Une agression en pleine rue marseillaise
L'incident s'est produit dans le centre-ville de Marseille, alors que le député circulaire en voiture avec deux passagers. Selon la plainte consultée par l'AFP et citée par Franceinfo - Politique, un automobiliste s'est arrêté à la hauteur du véhicule de Sébastien Delogu, dont la vitre était baissée. L'homme aurait immédiatement lancé « Am Israel hai » (« le peuple d'Israël vit » en hébreu), avant d'insulter le député et de lui reprocher de ne pas aimer les Juifs.
Brutalement, l'agresseur aurait craché sur le véhicule, puis directement sur Sébastien Delogu. Les passagers présents dans la voiture ont également été pris à partie. L'homme aurait ensuite proféré des menaces de mort à l'encontre du député, avant de s'éloigner. Sébastien Delogu a précisé à l'AFP avoir été « très perturbé » par cet incident, qu'il relie directement à ses prises de position publiques sur la question israélo-palestinienne.

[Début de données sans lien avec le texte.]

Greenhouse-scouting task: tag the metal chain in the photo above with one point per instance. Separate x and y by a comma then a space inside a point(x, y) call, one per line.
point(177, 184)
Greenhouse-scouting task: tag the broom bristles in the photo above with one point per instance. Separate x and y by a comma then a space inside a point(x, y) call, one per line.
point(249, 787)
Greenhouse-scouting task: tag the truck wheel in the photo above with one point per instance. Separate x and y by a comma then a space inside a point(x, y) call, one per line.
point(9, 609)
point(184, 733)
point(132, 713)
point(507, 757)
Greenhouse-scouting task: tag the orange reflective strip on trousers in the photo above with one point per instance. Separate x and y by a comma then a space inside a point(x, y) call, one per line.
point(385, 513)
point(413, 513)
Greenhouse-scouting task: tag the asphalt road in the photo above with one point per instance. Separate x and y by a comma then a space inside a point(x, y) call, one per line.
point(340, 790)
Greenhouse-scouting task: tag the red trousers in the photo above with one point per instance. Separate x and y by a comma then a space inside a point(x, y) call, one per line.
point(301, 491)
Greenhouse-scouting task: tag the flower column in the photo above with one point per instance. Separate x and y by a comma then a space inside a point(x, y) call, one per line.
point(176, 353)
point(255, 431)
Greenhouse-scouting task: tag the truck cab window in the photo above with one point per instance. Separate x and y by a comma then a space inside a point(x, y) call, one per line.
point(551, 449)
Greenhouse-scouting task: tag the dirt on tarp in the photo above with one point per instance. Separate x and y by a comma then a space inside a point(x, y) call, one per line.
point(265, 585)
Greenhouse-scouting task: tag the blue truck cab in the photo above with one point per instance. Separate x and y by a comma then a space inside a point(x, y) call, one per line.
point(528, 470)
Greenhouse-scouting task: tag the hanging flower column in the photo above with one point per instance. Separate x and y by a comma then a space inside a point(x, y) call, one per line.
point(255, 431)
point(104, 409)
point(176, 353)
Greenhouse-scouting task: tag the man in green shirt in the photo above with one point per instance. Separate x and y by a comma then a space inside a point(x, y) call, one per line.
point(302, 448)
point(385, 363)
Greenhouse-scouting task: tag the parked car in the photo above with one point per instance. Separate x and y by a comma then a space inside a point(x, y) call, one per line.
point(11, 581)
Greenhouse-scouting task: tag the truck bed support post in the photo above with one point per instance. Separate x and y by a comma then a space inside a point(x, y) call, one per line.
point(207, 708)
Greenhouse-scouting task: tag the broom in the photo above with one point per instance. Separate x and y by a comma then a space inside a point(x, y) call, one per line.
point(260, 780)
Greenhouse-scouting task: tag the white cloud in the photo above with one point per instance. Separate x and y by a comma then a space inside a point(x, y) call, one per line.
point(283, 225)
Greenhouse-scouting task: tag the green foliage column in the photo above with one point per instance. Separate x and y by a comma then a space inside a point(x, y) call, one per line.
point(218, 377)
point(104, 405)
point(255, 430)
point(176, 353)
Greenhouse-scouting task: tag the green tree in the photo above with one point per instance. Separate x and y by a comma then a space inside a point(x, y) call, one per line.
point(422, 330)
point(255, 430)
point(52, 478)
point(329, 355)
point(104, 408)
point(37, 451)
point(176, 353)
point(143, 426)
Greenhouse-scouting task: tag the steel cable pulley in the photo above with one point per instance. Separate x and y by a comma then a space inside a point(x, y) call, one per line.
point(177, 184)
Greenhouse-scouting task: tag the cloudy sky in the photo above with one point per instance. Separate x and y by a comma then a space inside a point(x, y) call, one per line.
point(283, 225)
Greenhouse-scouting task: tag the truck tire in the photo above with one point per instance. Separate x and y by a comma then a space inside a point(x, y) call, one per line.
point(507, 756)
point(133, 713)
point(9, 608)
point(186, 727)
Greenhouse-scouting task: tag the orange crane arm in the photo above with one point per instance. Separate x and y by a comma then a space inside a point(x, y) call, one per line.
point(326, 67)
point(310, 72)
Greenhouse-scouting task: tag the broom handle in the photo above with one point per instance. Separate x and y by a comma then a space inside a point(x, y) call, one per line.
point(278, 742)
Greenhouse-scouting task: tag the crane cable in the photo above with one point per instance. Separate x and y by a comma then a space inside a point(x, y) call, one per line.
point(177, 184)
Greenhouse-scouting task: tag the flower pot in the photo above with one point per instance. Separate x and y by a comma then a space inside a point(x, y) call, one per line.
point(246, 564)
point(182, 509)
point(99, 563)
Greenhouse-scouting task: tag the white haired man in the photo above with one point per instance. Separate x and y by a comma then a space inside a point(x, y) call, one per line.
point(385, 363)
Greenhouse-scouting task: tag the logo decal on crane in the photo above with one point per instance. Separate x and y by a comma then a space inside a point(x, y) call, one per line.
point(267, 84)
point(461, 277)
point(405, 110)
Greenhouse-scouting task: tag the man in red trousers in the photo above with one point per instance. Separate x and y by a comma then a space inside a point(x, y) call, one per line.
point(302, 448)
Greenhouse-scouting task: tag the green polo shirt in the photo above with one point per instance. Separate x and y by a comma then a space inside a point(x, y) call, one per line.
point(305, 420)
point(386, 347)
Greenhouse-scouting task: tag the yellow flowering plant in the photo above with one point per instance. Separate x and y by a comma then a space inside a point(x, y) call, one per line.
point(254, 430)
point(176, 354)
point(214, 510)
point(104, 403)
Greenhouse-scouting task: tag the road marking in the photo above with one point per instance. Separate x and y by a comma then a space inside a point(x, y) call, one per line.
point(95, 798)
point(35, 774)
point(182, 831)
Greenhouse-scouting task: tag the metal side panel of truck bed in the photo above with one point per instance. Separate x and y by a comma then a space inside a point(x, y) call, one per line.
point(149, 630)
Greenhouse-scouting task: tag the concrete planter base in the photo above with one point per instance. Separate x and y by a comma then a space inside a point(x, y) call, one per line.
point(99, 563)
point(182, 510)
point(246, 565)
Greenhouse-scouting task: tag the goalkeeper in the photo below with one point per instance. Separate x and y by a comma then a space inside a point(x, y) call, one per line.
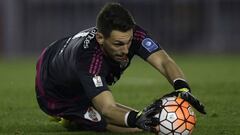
point(73, 75)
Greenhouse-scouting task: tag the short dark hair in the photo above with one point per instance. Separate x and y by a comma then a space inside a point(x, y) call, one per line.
point(114, 17)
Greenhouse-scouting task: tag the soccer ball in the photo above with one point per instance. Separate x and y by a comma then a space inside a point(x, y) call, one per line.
point(176, 117)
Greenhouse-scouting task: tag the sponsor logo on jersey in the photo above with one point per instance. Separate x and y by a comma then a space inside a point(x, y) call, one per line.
point(92, 115)
point(148, 44)
point(97, 81)
point(89, 35)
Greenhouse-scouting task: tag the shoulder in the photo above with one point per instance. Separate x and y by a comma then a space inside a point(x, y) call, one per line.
point(139, 33)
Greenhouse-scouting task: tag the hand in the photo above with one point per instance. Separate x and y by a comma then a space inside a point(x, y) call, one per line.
point(146, 119)
point(185, 94)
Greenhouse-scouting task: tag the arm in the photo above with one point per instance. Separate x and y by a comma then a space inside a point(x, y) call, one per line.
point(106, 105)
point(164, 64)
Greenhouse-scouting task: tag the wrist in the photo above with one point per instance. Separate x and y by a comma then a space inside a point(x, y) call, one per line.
point(180, 83)
point(131, 118)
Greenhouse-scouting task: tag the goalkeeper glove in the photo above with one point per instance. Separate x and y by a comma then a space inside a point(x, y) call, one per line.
point(183, 91)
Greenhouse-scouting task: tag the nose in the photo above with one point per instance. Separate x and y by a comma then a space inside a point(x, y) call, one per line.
point(125, 49)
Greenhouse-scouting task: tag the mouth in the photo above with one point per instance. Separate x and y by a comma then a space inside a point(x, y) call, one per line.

Un climat politique déjà tendu
Sébastien Delogu, connu pour ses positions résolument pro-palestiniennes, est une figure régulièrement contestée au sein de la classe politique française. Ses détracteurs, notamment à droite et à l'extrême droite, lui reprochent depuis des années d'entretenir une ambiguïté sur la question de l'antisémitisme, en raison de certaines formulations ou alliances au sein de LFI. Ces critiques se sont encore intensifiées ces derniers mois, à l'approche des élections municipales de 2026.
Selon Franceinfo - Politique, cet incident survient dans un contexte où les services de l'État ont identifié une société israélienne parmi les responsables d'une opération d'ingérence numérique étrangère visant LFI lors des municipales 2026. Cette révélation, publiée le 25 mai 2026, ajoute une dimension géopolitique à l'affaire, bien que le lien direct avec l'agression de Delogu n'ait pas encore été établi officiellement.
« Je suis très perturbé par cette nouvelle affaire, qui s'inscrit dans une série de violences et de menaces liées à mes engagements. »
— Sébastien Delogu, député LFI
Des réactions attendues dans les prochains jours
Sébastien Delogu a confirmé son dépôt de plainte auprès de l'AFP et a indiqué que les forces de l'ordre avaient été saisies de l'affaire. Aucune arrestation n'a encore été signalée à ce stade, mais les investigations sont en cours pour identifier l'auteur des faits. La justice devra notamment déterminer si les propos tenus et les actes commis relèvent de l'incitation à la haine ou de menaces aggravées.
Du côté de LFI, plusieurs élus ont déjà réagi en condamnant fermement l'agression. Le parti a appelé à une mobilisation pour protéger ses représentants, alors que les tensions autour de la question israélo-palestinienne continuent de diviser l'opinion publique et la classe politique. Une conférence de presse est prévue cette semaine pour faire un point sur la situation.
La question des tensions autour des questions de mémoire et de conflits internationaux reste donc au cœur des débats, alors que la France s'apprête à vivre plusieurs échéances électorales dans les mois à venir.
Les autorités judiciaires doivent désormais instruire la plainte déposée par le député. Si l'auteur des faits est identifié, il sera convoqué pour répondre des charges de violences, menaces de mort et éventuellement d'incitation à la haine. Les enquêteurs devront notamment analyser les vidéosurveillances disponibles et recueillir les témoignages des passagers présents dans le véhicule.